Feedback from AROTA members regarding AROTA signing the letter in support of the 90MPW Threshold

(Please note, I am not putting names, but I have all the email correspondence from members regarding this issue. )


  1. “Yes please sign.”
  2. “I spoke with Melissa (Stone) and it sounds like AROTA should endorse the proposal.”
  3. “I vote we sign the letter.”
  4. “I definitely think we should sign the letter.”
  5. “I say you have to sign it, the what if’s of not signing it are way more concerning and unknown.”
  6. “Go for it. I support signing this document. Play nice with this one, But…we can raise hell if/when they try to establish managed care (3rd party assessments for all referrals) in AR down the road. I am glad we have these guys on our team. It’s reassuring. Thank you for asking for input.”
  7. “I don’t mind signing the letter, but is there a certain place we are to send this letter…?” I clarified that it was for us as a unit/organization to sign, not individuals to sign and mail in.
  8. “I suggest we sign it. Thanks for asking.”
  9. “Thank you for your work. I hope the majority agree to sign!”
  10. “I will remain neutral but cannot put my personal signature on it.”
  11. “I agree with the suggestions of the work group to sign the letter in support of the 90 minute threshold.”
  12. “I am in full support of AROTA signing this letter in support of the 90 mpw soft cap and PA process. The is the best option for children with disabilities in Arkansas and I am grateful to the work group for their efforts to ensure services continue for children who need them.”
  13. “The letter looks great!”
  14. “I’ll sign it!”
  15. “I am in agreement with signing the letter regarding Medicaid.”
  16. “I am writing in response to the email regarding AROTA’s signing of the letter to Governor Hutchinson in support of the 90 mpw threshold with the contingency of continued involvement and development of the PA process. I have had the opportunity to be part of many discussions regarding this process, as well as work on subgroup committees for the PA process over the past few months as part of the large workgroup and Representatives of the Workgroup of pediatric health professions. This Wednesday the representatives of the workgroup, along with members of ARKSha and APTA, met with Melissa Stone to discuss this letter, and made further amendments with each disciplines input. While the letter is not “optimal” it is best that it is going to get right now, understanding that the PA process is still under construction and there are many unknown factors; however, I believe this has been stated and clarified in the letter. Having been a part of this process and understanding the pro’s, con’s as well as contingency’s of this letter, I vote/recommend that AEOA sign the letter to Governor Hutchinson as it currently stands on 12-9-16 and pending any further changes that may alter it’s stance. As you states, if AROTA is the only state association without our signature on the letter, the consequences could include excluding AROTA from many important discussions regarding cost-containment and decision-making, which could shape the future of the profession of occupational therapy and healthcare. I appreciate the time you took to send this letter out to AROTA membership and allowing for comment. I hope that AROTA will strongly consider signing the letter and following suit with the other disciplines in the state.
  17. “AROTA should sign the letter.”
  18. “I agree to sign the letter.”

♦DDS/Medicaid public comment feedback/responses regarding the 90 MPW threshold can be found here:

♦Large Workgroup Notes:
The workgroup and therapy advisory council (TAC) are not the same. The TAC has been meeting for 18 years at least 2x a year (sometimes quarterly). The TAC makes recommendations to add/remove tests and AFMC brings to the table telephone calls they have received or questions that they have received regarding tests etc. when they need help answering certain questions that keep coming up.
TAC is not part of thte workgroup, but it happened to be the conduit for DHS/DDS letting workgroup know that they were going to go ahead and push this out without the PA in place.

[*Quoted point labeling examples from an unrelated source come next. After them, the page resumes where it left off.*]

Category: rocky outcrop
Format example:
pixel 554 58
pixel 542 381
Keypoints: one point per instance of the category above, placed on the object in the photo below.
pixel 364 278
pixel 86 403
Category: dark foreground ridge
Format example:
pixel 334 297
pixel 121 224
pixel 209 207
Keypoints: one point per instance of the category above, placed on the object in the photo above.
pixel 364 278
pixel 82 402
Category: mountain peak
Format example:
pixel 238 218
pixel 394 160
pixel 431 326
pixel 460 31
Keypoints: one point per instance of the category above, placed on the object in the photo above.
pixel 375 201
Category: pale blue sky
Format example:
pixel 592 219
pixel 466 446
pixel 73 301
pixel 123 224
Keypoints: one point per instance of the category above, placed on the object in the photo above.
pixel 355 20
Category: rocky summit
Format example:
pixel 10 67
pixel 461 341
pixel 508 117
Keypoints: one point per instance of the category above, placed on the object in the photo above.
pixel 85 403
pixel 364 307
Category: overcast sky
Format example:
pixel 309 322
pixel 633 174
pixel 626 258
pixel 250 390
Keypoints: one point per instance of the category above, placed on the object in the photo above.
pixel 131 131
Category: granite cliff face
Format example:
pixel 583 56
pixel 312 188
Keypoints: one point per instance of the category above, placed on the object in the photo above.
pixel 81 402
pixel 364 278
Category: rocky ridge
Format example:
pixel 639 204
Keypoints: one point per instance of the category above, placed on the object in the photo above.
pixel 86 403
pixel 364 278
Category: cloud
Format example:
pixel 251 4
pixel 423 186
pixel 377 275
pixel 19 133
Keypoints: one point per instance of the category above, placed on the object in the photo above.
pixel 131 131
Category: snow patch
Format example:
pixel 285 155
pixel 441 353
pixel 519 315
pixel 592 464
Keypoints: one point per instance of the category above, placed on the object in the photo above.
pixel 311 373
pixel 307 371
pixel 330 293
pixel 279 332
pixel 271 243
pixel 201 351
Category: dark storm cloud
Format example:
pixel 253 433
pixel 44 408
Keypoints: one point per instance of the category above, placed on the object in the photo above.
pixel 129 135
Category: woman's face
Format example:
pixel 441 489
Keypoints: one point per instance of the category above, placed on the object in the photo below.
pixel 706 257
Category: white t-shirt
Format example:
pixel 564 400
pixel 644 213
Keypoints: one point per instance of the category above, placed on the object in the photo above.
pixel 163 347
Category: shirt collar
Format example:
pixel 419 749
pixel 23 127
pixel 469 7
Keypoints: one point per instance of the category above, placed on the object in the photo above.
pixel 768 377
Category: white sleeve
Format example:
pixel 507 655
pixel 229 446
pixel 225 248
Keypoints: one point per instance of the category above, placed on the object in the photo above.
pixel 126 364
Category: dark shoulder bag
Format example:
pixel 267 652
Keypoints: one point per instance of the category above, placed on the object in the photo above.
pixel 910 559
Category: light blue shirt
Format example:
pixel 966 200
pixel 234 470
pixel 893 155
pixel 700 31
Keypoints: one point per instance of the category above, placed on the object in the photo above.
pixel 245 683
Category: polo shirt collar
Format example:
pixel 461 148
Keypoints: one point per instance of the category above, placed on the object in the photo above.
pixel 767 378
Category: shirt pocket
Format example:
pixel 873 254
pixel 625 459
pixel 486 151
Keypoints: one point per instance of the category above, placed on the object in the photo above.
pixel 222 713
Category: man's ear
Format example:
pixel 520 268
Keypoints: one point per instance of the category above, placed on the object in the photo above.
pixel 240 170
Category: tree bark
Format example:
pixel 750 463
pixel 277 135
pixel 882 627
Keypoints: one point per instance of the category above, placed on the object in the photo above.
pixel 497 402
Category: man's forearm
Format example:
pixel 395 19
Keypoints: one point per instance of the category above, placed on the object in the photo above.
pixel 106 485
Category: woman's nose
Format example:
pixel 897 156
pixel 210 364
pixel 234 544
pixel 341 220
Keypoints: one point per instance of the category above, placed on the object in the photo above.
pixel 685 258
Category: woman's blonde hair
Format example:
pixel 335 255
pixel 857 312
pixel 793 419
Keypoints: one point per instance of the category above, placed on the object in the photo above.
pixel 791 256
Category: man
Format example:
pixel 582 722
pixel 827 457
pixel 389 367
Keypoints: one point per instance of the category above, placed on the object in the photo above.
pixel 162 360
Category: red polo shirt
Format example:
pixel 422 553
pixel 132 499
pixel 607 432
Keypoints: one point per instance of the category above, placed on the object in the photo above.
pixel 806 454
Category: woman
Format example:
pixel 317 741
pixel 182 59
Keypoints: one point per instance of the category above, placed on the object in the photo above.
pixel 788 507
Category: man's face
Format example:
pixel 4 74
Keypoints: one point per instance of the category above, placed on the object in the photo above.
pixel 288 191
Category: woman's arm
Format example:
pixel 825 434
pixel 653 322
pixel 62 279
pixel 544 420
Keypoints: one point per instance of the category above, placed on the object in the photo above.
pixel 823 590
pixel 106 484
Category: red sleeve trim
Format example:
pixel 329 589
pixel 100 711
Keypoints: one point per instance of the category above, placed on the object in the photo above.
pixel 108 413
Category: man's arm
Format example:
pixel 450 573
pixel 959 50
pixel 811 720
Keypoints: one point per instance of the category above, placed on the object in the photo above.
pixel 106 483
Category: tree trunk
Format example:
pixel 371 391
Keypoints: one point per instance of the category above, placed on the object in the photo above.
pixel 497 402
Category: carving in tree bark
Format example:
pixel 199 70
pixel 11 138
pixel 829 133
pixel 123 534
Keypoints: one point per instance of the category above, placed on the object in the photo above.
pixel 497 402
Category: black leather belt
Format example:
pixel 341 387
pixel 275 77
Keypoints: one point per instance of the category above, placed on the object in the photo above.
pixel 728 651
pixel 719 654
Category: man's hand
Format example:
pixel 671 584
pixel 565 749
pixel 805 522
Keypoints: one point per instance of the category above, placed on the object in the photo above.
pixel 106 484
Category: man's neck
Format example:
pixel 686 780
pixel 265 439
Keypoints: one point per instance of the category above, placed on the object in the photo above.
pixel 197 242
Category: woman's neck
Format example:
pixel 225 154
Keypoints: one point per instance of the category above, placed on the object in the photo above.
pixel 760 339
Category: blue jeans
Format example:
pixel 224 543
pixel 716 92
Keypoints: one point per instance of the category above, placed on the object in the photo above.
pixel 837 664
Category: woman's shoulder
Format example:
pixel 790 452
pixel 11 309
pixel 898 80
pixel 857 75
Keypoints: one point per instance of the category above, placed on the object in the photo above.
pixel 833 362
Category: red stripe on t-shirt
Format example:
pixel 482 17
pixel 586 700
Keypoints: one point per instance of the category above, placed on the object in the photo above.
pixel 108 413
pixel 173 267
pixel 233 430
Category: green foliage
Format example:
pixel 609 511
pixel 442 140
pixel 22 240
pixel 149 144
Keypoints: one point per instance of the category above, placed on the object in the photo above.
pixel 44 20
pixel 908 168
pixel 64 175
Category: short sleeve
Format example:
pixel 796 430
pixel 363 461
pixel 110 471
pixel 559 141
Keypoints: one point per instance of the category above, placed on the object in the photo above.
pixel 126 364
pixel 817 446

****New eval codes won't be in effect unitl the new Medicaid system goes up (not sure when that is).

Retrospective review will still be there which WILL result in a "double review" for those getting a PA for more than 90 MPW.

Gabe Freyaldenhoven (works in out pt ortho with pediatrics) expressed concerns regarding his population--due to the severity and acuity--have some sort of "modifier" that would allow these situations to not require a PA (also, with burns at Children's etc.). The workgroup was in agreement and looking to make this type of group exempt from the PA.

Credentials for reviewers:

licensed in the state of Arkansas (OT, PT, ST with c's)
10 years peds exp (professors can be reviewers, but must have at least 50% of at least 10 years with peds) we are insisting on an adequate work force (must have enough reviewers)
we are requesting specialists in areas be utilized when appropriate (feeding etc.)
no conflict of interest (looking at a way to make it anonymous--remove company letterhead and therapist name etc.)
upon appeal, it will go to a different reviewer

Timeline for PA process:

72 hours (3 business days)
PA process would begin for evaluations that expire after 7-1-17
electronic submission
Adequate workforce

Documentation requirements:

Evaluation cnsistent with requirements in Medicaid manual as well as:
comprehensive medical history
clinical opinnion that supports recommendations and expected outcomes of therapy
narrative of previous therapy treatments and progress to date
appropriate evaluation tests that followed testing protocols
identification of evidence-based support for recommendations and expected outcomes
DMS 640 signed by PCP
PA cover form (promulgated and # like all Medicaid forms)
identify all services currently received by recipient (cernter based, school, ST, OT, PT etc.)
De-identification of clinic/therapist prior to completion of document review
Can submit PA any time during evaluation year????? (uncertain)
Separate PA would be issued if child receives services from more than one provider of the same disipline (school, out patient etc.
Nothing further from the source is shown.